El rock en español pierde una de sus extremidades más ágiles tras confirmarse la partida de Felipe Staiti, el artesano de las seis cuerdas que definió la identidad sonora de Enanitos Verdes durante cuatro décadas. Su fallecimiento deja un vacío que no se llena con comunicados oficiales, sino con el eco de esas melodías que pasaron de las radios mendocinas a conquistar cada rincón del continente. Staiti no era un instrumentista del montón; era el arquitecto de una elegancia melódica que permitía que el rock fuera masivo sin perder un ápice de sofisticación técnica.
Su carrera fue una lección de resistencia y buen gusto, manejando los tiempos de la banda con una precisión casi quirúrgica tras la pérdida de Marciano Cantero. Staiti se convirtió en el custodio de un legado que sobrevivió a modas y cambios de siglo, manteniendo siempre esa capacidad de hacer que su instrumento hablara con una voz propia, cargada de una nostalgia luminosa. La decisión de la familia de no realizar ceremonias públicas subraya esa discreción que siempre acompañó a Felipe fuera de los focos, prefiriendo que sea su rastro armónico el que se encargue de las despedidas.

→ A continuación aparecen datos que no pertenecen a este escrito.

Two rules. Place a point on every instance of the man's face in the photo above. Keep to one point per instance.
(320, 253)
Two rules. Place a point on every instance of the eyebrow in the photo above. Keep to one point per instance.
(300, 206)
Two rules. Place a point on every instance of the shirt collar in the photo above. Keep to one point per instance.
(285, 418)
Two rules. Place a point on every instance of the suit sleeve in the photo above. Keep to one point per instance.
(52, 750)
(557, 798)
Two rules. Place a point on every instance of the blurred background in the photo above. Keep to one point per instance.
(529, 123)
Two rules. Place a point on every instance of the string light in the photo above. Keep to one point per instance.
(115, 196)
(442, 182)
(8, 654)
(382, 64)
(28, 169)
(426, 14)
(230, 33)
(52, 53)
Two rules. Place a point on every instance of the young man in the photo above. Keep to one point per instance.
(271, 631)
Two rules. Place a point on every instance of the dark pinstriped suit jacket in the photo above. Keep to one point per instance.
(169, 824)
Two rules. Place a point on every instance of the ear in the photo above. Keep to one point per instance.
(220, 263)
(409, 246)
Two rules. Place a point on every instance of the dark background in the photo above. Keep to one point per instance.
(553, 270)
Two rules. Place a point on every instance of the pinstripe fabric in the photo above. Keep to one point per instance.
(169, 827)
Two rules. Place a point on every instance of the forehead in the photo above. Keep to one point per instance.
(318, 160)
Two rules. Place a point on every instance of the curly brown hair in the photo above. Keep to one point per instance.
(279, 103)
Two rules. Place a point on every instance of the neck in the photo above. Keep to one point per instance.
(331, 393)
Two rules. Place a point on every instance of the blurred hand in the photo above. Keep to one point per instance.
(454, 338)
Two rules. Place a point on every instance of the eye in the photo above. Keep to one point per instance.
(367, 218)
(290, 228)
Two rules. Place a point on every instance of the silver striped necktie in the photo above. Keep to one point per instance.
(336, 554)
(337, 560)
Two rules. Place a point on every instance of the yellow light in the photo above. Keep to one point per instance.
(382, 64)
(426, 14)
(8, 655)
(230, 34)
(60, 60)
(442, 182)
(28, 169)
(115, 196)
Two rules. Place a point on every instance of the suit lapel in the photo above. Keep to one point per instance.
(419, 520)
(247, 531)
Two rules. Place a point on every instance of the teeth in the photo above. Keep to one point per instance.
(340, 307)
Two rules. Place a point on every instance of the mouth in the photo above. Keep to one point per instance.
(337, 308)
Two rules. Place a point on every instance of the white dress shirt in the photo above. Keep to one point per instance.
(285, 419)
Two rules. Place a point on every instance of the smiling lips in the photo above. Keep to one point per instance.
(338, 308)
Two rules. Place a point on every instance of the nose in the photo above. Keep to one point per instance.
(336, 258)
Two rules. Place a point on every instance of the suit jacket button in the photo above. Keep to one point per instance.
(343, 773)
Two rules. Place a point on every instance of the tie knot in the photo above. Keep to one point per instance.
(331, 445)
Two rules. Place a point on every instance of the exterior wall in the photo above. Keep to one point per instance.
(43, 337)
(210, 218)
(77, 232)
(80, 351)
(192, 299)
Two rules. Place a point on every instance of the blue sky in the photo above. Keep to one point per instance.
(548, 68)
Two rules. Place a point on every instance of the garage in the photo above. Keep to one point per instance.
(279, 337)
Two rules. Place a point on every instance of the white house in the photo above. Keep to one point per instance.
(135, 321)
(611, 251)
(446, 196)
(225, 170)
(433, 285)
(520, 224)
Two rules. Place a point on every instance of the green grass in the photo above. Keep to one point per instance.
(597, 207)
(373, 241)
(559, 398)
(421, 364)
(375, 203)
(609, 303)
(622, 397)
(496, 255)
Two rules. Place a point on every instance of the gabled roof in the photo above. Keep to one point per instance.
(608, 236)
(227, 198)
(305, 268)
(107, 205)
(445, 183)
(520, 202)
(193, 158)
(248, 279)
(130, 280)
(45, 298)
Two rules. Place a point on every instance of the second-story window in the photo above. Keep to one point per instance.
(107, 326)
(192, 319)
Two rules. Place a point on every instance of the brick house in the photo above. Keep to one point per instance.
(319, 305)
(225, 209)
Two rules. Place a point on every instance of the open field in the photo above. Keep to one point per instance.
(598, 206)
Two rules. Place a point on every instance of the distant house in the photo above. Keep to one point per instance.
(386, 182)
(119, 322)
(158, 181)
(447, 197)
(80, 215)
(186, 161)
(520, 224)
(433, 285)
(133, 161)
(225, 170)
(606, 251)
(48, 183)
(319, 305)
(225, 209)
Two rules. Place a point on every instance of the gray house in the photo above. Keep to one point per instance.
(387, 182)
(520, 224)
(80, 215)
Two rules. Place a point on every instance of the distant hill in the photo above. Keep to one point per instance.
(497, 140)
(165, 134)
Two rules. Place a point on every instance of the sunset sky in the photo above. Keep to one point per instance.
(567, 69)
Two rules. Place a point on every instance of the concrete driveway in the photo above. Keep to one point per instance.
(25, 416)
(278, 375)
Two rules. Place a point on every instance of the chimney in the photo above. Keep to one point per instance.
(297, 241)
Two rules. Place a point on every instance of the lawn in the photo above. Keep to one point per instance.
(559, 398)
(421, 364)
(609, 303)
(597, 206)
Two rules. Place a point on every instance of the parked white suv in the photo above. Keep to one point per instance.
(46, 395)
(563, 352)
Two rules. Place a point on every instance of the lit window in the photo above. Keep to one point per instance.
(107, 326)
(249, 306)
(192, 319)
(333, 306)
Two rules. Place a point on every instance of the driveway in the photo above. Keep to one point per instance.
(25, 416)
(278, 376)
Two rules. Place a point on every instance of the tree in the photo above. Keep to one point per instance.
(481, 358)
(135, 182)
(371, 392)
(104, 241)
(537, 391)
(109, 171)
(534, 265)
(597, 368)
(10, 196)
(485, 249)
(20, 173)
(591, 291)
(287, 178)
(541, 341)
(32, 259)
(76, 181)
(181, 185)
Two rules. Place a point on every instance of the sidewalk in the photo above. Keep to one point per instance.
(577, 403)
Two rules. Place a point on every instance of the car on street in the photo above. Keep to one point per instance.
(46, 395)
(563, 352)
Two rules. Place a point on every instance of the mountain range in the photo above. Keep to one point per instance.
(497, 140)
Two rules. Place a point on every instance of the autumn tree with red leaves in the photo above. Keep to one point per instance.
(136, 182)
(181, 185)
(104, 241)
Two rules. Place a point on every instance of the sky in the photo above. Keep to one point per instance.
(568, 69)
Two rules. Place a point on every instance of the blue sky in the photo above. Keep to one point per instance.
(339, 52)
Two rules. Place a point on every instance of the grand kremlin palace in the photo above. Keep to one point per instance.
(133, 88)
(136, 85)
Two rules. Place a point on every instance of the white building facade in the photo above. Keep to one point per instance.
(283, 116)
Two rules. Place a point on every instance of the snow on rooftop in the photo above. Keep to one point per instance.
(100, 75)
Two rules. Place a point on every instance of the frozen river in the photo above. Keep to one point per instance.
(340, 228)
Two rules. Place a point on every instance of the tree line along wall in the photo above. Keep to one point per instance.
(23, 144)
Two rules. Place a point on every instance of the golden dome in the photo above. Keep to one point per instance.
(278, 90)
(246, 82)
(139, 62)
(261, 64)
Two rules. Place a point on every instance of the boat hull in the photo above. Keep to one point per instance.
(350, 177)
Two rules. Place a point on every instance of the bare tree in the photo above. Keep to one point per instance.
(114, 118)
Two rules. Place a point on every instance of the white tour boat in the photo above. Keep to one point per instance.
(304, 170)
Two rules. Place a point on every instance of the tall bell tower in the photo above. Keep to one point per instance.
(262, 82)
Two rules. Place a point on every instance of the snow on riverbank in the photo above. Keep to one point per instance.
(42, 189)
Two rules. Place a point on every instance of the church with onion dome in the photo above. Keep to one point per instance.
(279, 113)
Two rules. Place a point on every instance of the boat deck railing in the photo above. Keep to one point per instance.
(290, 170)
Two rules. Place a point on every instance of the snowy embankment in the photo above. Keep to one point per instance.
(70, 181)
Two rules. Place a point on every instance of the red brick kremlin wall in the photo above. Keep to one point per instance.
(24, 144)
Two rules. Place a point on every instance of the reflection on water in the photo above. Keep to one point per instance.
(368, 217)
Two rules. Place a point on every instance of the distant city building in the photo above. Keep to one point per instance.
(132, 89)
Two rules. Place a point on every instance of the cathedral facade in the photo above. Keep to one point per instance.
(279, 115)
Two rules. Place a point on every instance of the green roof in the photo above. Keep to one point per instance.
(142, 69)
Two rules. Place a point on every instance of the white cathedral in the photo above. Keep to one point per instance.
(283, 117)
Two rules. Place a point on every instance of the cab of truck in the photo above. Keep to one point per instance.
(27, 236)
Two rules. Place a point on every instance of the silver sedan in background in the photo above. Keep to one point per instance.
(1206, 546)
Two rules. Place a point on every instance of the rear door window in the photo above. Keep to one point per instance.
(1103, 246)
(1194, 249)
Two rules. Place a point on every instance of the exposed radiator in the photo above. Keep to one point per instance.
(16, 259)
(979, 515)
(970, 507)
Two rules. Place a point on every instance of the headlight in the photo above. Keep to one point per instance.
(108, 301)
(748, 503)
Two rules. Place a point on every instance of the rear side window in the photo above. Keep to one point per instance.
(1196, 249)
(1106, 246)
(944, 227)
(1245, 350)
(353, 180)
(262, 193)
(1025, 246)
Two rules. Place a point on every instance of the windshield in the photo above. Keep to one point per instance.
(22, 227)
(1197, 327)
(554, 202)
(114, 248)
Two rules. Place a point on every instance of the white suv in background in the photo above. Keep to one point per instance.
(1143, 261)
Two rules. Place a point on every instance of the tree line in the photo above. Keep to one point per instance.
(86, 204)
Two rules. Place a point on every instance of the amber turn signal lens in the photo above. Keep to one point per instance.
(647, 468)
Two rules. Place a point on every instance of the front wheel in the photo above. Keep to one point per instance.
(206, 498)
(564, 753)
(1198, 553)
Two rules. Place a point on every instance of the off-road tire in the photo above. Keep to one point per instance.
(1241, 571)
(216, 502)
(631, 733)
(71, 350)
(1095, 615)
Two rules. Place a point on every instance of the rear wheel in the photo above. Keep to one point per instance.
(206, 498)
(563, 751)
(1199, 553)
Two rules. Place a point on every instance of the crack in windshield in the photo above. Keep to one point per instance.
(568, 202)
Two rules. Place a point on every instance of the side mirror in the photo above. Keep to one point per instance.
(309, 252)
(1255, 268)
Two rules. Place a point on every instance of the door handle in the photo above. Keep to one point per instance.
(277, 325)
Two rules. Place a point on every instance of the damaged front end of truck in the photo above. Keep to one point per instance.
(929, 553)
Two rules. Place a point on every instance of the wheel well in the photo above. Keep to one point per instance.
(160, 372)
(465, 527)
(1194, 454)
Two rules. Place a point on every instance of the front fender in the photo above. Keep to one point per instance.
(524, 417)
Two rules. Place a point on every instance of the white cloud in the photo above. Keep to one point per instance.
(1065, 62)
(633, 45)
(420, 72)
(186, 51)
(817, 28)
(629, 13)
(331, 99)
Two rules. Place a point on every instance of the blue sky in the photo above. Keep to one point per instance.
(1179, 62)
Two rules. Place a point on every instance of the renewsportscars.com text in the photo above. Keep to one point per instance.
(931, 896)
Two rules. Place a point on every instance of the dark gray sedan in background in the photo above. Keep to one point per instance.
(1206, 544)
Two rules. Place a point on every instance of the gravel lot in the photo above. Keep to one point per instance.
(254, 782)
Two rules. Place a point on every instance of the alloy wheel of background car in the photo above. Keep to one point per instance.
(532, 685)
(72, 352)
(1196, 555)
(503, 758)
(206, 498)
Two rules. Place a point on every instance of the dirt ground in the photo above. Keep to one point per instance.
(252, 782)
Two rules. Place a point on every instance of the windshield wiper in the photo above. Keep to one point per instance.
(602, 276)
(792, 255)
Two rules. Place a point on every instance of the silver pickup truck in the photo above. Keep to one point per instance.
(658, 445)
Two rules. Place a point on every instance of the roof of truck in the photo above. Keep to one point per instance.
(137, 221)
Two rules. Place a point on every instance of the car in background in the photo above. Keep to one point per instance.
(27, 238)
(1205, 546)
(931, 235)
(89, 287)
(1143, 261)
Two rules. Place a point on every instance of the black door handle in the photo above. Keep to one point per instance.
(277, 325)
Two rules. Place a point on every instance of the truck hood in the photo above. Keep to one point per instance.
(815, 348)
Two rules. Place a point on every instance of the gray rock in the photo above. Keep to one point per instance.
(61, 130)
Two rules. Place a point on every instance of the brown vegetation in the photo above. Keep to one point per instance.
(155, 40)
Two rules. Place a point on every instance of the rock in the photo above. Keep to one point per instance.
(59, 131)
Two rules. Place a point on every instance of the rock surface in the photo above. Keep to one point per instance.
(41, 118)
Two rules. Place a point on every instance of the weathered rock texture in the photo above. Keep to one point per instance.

Se va un tipo que entendía que el rock no necesitaba aspavientos si tenías la nota adecuada en el momento justo. Su salida de escena cierra un capítulo fundamental de la música latinoamericana, dejando huérfanos a miles de seguidores que aprendieron a querer la guitarra a través de sus dedos. Al final, lo único que queda claro es que el verdadero silencio empieza cuando se detiene el último acorde de un tipo que sabía hacerlo todo.
Seguro que ahora mismo está buscando dónde enchufar para que el resto del universo entienda de una vez qué es el buen gusto.